Еще запомнил Могута, чуден ликом был Мал; память-то услужлива, никуда от нее не денешься, она и говорила про это, а еще про то, как однажды отцепил Мал от пояса длинный меч с червленными зазубринками на умело в лесных кузнях оттянутом лезвии, бросил на землю, сказал сыну, стоявшему в окружении посверкивающих шеломами дружинных отроков, с легкой усмешкой в подвижном, с короткой русской бородкой, лице:
— Подымешь меч, быть тебе князем у деревлян! — И легонько подтолкнул сына в плечо.
А малец в ту пору третью весну встречал, и на ногах еще некрепко держался, но и тогда уже в нем наблюдалось что-то, и не от него даже, от другой силы, может статься, от Всемогущего Рода. Подтянулся малец к лежащему в траве мечу, обхватил, наклонясь, ручонками теплую рукоять, дернул на себя, напрягшись, приподнял меч, и долго стоял так, покачиваясь.

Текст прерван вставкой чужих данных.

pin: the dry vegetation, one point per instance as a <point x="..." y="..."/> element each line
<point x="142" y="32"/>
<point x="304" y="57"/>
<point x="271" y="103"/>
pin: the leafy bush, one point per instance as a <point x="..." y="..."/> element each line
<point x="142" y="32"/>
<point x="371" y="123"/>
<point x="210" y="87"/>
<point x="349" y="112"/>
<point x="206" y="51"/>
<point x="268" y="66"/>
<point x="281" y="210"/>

Отроки зашлись в неистовом крике:
— Быть князем! Быть! Быть!..
И сам Мал не сдержал нахлынувшего восторга, воскликнул:
— Быть!..
Теперь-то Могута знает, оттого отец тогда находился в хорошем настроении, что вернулся с удачно сложившегося похода, сумел примучить соседей-полян. Но так случалось нечасто, и в памяти у Могуты все больше вытенялась озабоченность, а то и растерянность в облике Мала.

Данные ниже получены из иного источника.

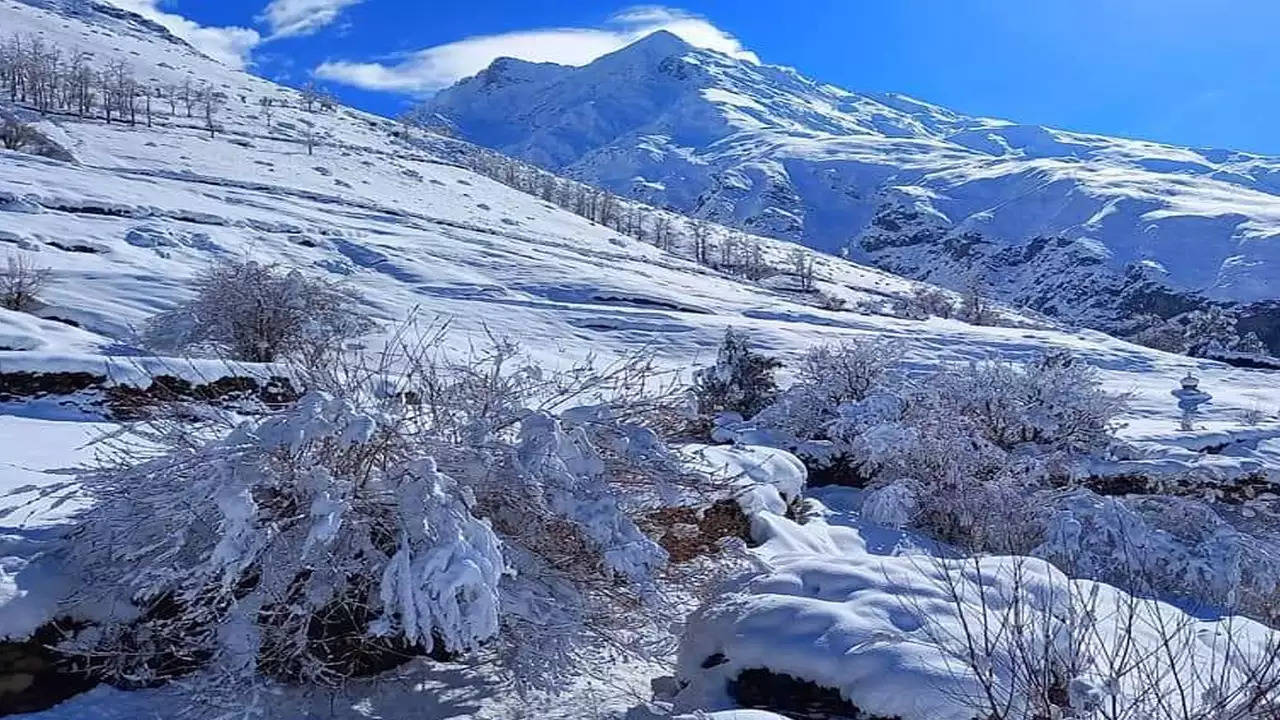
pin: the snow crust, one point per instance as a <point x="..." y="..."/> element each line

А тьма все загустевала, и вот уже в двух шагах ничего не видать. Могута решил отдохнуть, а уж потом идти дальше по свету звезд. Они чуть окрепнут и растолкают тьму. Не впервой ему, привычному к долгим хождениям по земле, угадывать тропу и в глухой непролазной ночи. Но вдруг подумал, а только вдруг ли?.. — куда он пойдет, к какому селищу?..

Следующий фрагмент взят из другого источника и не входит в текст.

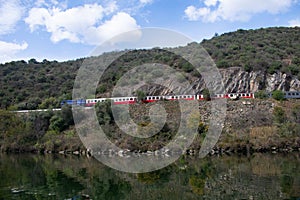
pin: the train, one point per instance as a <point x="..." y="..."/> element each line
<point x="149" y="99"/>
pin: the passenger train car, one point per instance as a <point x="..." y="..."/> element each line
<point x="149" y="99"/>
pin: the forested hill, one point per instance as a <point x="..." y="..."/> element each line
<point x="31" y="84"/>
<point x="270" y="49"/>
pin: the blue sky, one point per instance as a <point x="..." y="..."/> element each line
<point x="70" y="29"/>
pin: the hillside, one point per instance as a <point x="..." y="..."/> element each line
<point x="264" y="59"/>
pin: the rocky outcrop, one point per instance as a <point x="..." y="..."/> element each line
<point x="235" y="80"/>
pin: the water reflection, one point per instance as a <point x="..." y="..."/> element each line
<point x="260" y="176"/>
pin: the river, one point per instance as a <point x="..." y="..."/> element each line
<point x="259" y="176"/>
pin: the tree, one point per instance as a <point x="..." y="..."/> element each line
<point x="278" y="95"/>
<point x="140" y="95"/>
<point x="206" y="94"/>
<point x="261" y="94"/>
<point x="279" y="115"/>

Он прислонился к толстому разлапистому дубу, кора на дереве шершава и огрубело тверда, долго стоял так, прислушиваясь к себе, и это, в нем происходящее, успокаивающе подействовало на него. Так было уже не однажды, он жил как бы в двух измерениях: то, что подталкивалось верхним умом, являло собой одно, что распахивалось душой, дальними чувствами — другое, и это, другое, чаще оказывалось сильнее и крепче, чем первое. Там, в душе, точно бы таился кладезь умиротворения, из него можно черпать и черпать… Но и то верно, что Могута не часто обращался к нему, словно бы опасаясь, что это ослабит волю, а он не хотел бы этого, понимая уже и теперь, что ему уготовано Богами нечто несходное с обыкновенной человеческой судьбой. Он чувствовал, тут мало что зависело от него самого, а от вышней силы, которая управляла им. Он был безместным князем, вынужденным скрываться от стольных людей, от их рыскающего глаза, отчего часто менял место своего пребывания. О, Боги, где только он не утаивался: и в земле летьголи у Варяжьего моря, в болотах, и в муромских осельях, раскидавшихся аж до самой Воложи, и на Белозере живал в самояди, и в Тмуторокани у вольных людей близ косожских кочевий. Не сыщешь на Руси укромного места, где не сиживал бы Могута. Но то и приятно, что везде его встречали как почетного гостя, и не только потому, что так принято: хотя бы и захожему чужеземцу отводят доброе место за хозяйским столом, — а и понимая про его судьбу. И это по первости удивляло и смущало, но со временем он привык, догадался, иначе не могло быть, коль скоро на нем благословение старого Богомила. И всюду Могуту называли светлым, а то и вольным князем и спрашивали о деревлянской земле, как если бы он только что оттуда. И он отвечал, но нередко отмалчивался, и это принималось людьми не в обиду.